What types of terms and conditions will I have to comply with if I am offered PBJ?
All persons entering into PBJ must comply with the following:
- Provide the Court with a current address
- Promptly provide the Court with written notice of a change of address
- Appear at a compliance hearing
Other terms and conditions will depend on the specific case and will be ordered at the judge's discretion. Such terms and conditions may include ordering the defendant to:
- Pay a monetary penalty and/or court costs
- Pay restitution
- Perform community service
- Refrain from having contact with certain persons
- Conduct themselves in a specified manner
How long will I be on probation?
The period of probation will be at the discretion of the judge, but cannot exceed the maximum time for commitment provided by law for the specific offense with which you are charged, or one year, whichever is greater.
Will I have to report to a probation officer?
No. Probation under PBJ is handled by the Justice of the Peace Court itself and the terms and conditions are monitored by the Court.
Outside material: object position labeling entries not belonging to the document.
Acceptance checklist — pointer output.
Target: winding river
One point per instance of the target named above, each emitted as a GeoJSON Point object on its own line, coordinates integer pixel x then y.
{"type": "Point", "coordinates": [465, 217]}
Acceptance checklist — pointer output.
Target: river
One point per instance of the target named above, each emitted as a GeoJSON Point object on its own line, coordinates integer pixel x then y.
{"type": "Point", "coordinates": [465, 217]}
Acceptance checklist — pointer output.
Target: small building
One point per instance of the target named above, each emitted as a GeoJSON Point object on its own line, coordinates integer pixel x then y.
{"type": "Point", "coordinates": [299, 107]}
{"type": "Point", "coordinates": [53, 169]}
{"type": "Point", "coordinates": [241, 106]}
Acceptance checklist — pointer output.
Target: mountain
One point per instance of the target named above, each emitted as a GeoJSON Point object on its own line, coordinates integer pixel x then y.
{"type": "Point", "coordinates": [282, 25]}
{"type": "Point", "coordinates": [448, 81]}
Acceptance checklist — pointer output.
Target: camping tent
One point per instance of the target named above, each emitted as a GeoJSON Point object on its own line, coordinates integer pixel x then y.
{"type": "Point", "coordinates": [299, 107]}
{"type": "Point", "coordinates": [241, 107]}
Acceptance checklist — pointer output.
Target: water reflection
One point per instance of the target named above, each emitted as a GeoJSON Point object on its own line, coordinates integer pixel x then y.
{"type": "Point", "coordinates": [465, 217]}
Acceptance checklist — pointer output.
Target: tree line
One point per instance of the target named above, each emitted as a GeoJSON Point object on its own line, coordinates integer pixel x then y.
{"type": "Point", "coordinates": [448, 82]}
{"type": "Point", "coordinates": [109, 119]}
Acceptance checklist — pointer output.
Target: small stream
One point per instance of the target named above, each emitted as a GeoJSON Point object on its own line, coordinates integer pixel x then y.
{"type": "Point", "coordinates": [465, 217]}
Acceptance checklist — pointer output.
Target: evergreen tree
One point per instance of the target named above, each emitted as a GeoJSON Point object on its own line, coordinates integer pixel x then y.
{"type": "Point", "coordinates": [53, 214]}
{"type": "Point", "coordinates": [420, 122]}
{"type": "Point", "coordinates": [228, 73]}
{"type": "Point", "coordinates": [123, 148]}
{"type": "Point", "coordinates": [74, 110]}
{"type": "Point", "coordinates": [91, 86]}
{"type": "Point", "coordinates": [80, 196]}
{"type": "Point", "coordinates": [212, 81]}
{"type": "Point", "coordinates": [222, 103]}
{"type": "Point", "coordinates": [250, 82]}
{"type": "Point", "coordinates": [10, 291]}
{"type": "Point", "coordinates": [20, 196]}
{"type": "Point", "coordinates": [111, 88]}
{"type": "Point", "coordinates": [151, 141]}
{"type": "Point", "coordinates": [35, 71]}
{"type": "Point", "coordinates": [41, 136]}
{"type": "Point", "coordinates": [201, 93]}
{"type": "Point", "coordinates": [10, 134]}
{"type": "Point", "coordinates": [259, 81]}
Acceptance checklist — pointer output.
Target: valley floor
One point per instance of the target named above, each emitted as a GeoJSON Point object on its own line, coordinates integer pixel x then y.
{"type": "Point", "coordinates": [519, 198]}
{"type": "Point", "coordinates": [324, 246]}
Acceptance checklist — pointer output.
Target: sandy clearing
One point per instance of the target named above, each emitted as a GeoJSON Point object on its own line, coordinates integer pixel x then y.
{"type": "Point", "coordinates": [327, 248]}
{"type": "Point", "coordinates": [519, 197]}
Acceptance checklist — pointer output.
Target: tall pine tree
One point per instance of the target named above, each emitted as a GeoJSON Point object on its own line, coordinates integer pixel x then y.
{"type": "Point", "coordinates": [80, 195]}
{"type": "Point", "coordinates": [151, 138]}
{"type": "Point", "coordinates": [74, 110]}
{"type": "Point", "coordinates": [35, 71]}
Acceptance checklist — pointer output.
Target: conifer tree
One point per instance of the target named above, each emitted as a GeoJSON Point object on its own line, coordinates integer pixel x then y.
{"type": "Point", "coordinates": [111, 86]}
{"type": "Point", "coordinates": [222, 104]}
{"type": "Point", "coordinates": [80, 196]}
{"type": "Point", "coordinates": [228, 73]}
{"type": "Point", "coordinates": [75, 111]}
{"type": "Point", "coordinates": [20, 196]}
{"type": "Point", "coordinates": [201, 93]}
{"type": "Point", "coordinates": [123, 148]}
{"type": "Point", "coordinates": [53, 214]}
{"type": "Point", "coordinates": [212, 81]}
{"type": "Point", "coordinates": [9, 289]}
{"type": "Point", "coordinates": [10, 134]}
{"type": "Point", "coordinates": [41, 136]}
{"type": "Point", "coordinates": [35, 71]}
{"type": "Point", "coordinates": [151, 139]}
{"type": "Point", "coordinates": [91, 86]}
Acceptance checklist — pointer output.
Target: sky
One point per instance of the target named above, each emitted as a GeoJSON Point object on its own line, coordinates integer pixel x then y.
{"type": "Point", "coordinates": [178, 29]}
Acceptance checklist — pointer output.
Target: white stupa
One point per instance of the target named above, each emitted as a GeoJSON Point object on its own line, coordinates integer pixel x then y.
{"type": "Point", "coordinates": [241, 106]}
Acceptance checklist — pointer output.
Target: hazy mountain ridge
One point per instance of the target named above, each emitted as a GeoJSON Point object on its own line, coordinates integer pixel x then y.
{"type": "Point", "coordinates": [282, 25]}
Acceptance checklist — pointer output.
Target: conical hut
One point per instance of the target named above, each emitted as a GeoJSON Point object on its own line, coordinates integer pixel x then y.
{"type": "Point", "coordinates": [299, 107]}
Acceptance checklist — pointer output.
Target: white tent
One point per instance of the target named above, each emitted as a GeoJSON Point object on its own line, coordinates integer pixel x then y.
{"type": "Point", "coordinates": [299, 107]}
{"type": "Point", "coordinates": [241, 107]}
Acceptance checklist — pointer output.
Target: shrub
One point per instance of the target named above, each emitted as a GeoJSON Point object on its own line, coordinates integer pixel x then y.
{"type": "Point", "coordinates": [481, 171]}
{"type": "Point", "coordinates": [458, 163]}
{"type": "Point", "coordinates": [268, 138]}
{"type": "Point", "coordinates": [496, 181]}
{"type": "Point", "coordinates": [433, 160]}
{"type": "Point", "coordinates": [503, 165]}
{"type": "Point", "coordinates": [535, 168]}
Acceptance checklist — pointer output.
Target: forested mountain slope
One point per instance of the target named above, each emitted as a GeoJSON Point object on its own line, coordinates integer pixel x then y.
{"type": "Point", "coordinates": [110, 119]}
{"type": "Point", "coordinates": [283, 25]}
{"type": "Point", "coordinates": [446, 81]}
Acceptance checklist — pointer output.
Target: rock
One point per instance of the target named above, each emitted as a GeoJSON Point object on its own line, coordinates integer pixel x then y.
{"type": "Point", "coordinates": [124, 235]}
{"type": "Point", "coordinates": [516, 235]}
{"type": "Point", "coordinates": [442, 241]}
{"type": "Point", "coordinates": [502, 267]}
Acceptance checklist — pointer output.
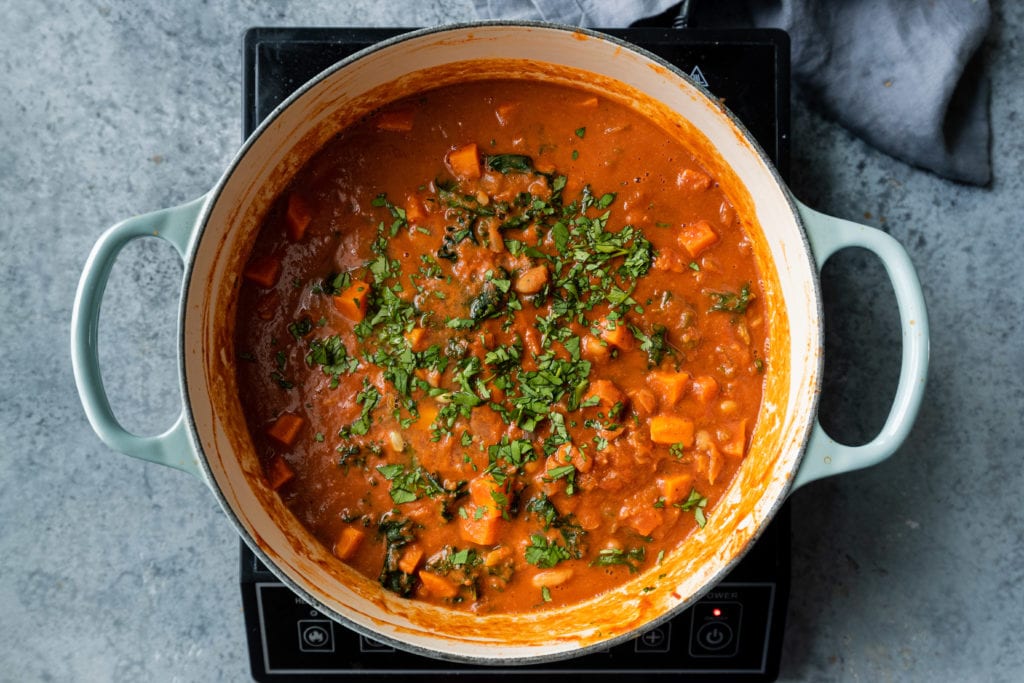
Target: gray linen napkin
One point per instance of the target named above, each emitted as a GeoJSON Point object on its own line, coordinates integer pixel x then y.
{"type": "Point", "coordinates": [900, 74]}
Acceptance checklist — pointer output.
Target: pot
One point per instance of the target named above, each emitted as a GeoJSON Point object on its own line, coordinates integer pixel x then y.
{"type": "Point", "coordinates": [214, 233]}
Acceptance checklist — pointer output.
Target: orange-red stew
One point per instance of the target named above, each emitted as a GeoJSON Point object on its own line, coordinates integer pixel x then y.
{"type": "Point", "coordinates": [501, 345]}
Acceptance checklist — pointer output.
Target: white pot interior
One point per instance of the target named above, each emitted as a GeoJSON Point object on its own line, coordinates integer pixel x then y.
{"type": "Point", "coordinates": [429, 58]}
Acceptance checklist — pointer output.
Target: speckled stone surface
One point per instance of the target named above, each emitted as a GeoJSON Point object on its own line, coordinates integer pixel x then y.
{"type": "Point", "coordinates": [112, 569]}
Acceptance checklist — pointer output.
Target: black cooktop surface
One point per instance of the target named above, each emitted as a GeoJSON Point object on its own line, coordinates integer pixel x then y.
{"type": "Point", "coordinates": [734, 633]}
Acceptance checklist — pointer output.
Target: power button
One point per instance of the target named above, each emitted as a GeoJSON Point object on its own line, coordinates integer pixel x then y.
{"type": "Point", "coordinates": [714, 637]}
{"type": "Point", "coordinates": [715, 629]}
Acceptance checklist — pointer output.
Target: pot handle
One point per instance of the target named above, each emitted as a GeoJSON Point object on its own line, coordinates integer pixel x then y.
{"type": "Point", "coordinates": [824, 456]}
{"type": "Point", "coordinates": [172, 447]}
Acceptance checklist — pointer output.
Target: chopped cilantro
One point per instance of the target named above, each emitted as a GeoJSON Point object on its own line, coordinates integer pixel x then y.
{"type": "Point", "coordinates": [545, 553]}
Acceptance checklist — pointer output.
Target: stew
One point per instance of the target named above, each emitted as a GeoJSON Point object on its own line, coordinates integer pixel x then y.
{"type": "Point", "coordinates": [501, 345]}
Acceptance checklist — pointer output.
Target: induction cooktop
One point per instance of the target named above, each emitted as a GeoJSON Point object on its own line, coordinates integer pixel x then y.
{"type": "Point", "coordinates": [734, 633]}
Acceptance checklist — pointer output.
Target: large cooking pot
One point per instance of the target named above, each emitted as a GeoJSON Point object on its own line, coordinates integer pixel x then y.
{"type": "Point", "coordinates": [214, 235]}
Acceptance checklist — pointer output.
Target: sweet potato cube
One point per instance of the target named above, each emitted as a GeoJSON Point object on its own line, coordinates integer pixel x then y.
{"type": "Point", "coordinates": [670, 386]}
{"type": "Point", "coordinates": [595, 350]}
{"type": "Point", "coordinates": [532, 280]}
{"type": "Point", "coordinates": [348, 543]}
{"type": "Point", "coordinates": [286, 429]}
{"type": "Point", "coordinates": [396, 121]}
{"type": "Point", "coordinates": [669, 429]}
{"type": "Point", "coordinates": [676, 487]}
{"type": "Point", "coordinates": [705, 388]}
{"type": "Point", "coordinates": [465, 162]}
{"type": "Point", "coordinates": [569, 455]}
{"type": "Point", "coordinates": [411, 559]}
{"type": "Point", "coordinates": [735, 445]}
{"type": "Point", "coordinates": [696, 238]}
{"type": "Point", "coordinates": [280, 473]}
{"type": "Point", "coordinates": [415, 213]}
{"type": "Point", "coordinates": [693, 180]}
{"type": "Point", "coordinates": [352, 302]}
{"type": "Point", "coordinates": [481, 529]}
{"type": "Point", "coordinates": [263, 270]}
{"type": "Point", "coordinates": [298, 216]}
{"type": "Point", "coordinates": [617, 335]}
{"type": "Point", "coordinates": [438, 586]}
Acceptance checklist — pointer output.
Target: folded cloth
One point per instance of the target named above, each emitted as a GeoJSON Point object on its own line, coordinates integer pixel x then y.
{"type": "Point", "coordinates": [900, 74]}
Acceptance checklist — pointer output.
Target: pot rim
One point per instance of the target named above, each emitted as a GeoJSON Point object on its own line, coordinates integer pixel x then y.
{"type": "Point", "coordinates": [188, 265]}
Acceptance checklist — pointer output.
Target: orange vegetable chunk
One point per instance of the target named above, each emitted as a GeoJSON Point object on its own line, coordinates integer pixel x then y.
{"type": "Point", "coordinates": [617, 336]}
{"type": "Point", "coordinates": [676, 487]}
{"type": "Point", "coordinates": [263, 270]}
{"type": "Point", "coordinates": [669, 429]}
{"type": "Point", "coordinates": [569, 455]}
{"type": "Point", "coordinates": [693, 180]}
{"type": "Point", "coordinates": [415, 213]}
{"type": "Point", "coordinates": [352, 302]}
{"type": "Point", "coordinates": [482, 530]}
{"type": "Point", "coordinates": [438, 586]}
{"type": "Point", "coordinates": [298, 216]}
{"type": "Point", "coordinates": [286, 429]}
{"type": "Point", "coordinates": [670, 386]}
{"type": "Point", "coordinates": [595, 350]}
{"type": "Point", "coordinates": [697, 237]}
{"type": "Point", "coordinates": [348, 543]}
{"type": "Point", "coordinates": [465, 162]}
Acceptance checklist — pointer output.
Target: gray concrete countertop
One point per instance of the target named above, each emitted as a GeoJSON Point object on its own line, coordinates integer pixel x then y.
{"type": "Point", "coordinates": [112, 569]}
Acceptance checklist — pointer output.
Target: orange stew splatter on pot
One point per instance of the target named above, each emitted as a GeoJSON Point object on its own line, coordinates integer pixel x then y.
{"type": "Point", "coordinates": [500, 345]}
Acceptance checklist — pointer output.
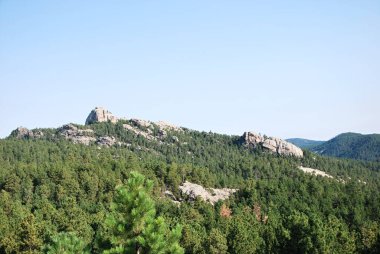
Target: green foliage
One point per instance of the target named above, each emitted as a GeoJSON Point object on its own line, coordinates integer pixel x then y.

What happens at the end of my probation?
You will be scheduled for a compliance hearing (notice of the time and date of the hearing will be sent to you at the address you have given to the Court). At, or prior to the hearing, you must provide proof that you have complied with any conditions of probation. If you are found to have complied with all conditions, the Court will dismiss the action against you and you will not have a conviction on your record. If the Court finds that you have failed to comply with all conditions, a conviction will be entered against you and you will be sentenced as if you had not been placed on PBJ (except that you will be given credit for any monies already paid to the Court). If you fail to appear at the compliance hearing, a warrant for your arrest for failure to appear will be issued.